Unclear if I am using Duckdb and Streamlit to its full potential

Context:
Working on 20 to 30 multi page streamlit dashboard. Hence speed is becoming critical.

  1. Currently running app locally. Cannot share the link of the dashboard.
import duckdb
import pandas as pd
import polars as pl
import time

conn = duckdb.connect()

# dummy.csv refers to a file that I created with 100 million rows for testing. 
3 gb dataset.

query = \
"""
CREATE TABLE dummy as (
select * from 'dummy.csv'
)
"""

# Creates table
conn.execute(query)

# Part 1: Testing with Duck DB show()
start_time = time.time()


query = \
"""
select * 
from dummy
"""

df = conn.sql(query).show()
df 
print("--- %s seconds ---" % (time.time() - start_time))

Took my machine 0.013511896133422852 seconds. (But I cannot feed this dataframe to my streamlit application)

So currently I am converting it to either pandas or polars, which have been slower than duckdb and I am not liking the workflow.

Converting to pandas dataframe

df = conn.sql(query).df()
df
print("--- %s seconds ---" % (time.time() - start_time))

Takes 6 seconds

Converting to polars dataframe

df = conn.execute(query).pl()
display(df)
print("--- %s seconds ---" % (time.time() - start_time))

Takes 2 seconds.

Are there faster ways of just directly using duckdb’s magic to show dataframes in the:

st.dataframe(df)

Hello @napster_8l, and welcome to the Streamlit Community! :hugs:

Two things come to mind to improve performance: first, you might consider optimizing your DuckDB queries, which includes using proper indexing, avoiding “select *” when not necessary, and pre-filtering data as much as possible.

You could also use DuckDB’s capability to directly query CSV files without loading them into a table if the data doesn’t need to persist.

I hope that helps.

Best,
Charly

1 Like

By the way, you can also use st.cache_data to cache data-intensive functions. If you send me the full code, I can help devise further improvements :slight_smile:

Charly

1 Like

Thank you for noticing the intricate details like those.

I get that I shouldn’t be doing the

select * and writing efficient queries, etc. But it was just done testing out where exactly am i being inefficient. And I found out that its when I am converting the aggregated results into pandas dataframe and in my use case there are simply alot of such lines in code where i was just converting to pandas dataframes.

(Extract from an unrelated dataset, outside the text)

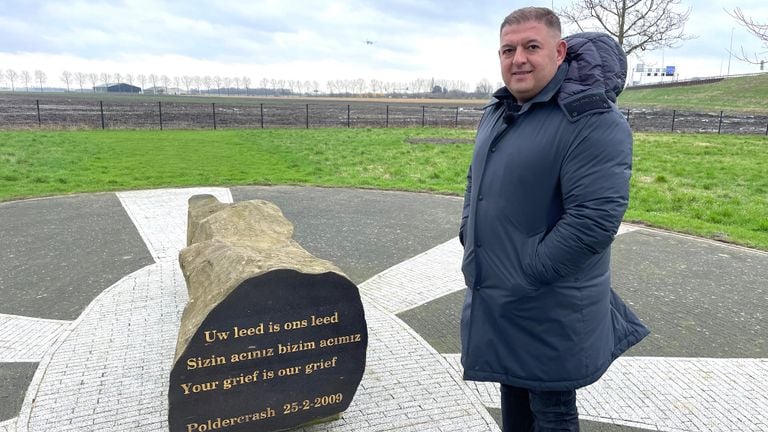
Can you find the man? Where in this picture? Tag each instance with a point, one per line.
(546, 192)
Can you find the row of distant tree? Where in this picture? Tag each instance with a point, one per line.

I just came here to learn IF there are any efficient ways of display dataframes without having to convert to polars or arrow table or pandas dataframe.

How long does it take creating the DataFrame, without showing it?

df = conn.sql(query).df()

See the docs for details on what objects can be passed to st.dataframe().

df() method is taking 6 seconds.

Definitely not the optimal solution out there, so I would stick with pl() method for now.

learnt that .show() does not really execute the query its just a lazy showcase of the query answer.

Only when df() or pl() or arrow() is called is when heavy operation is performed.

among them it turns out that arrow() and pl() are significantly better in terms of performance.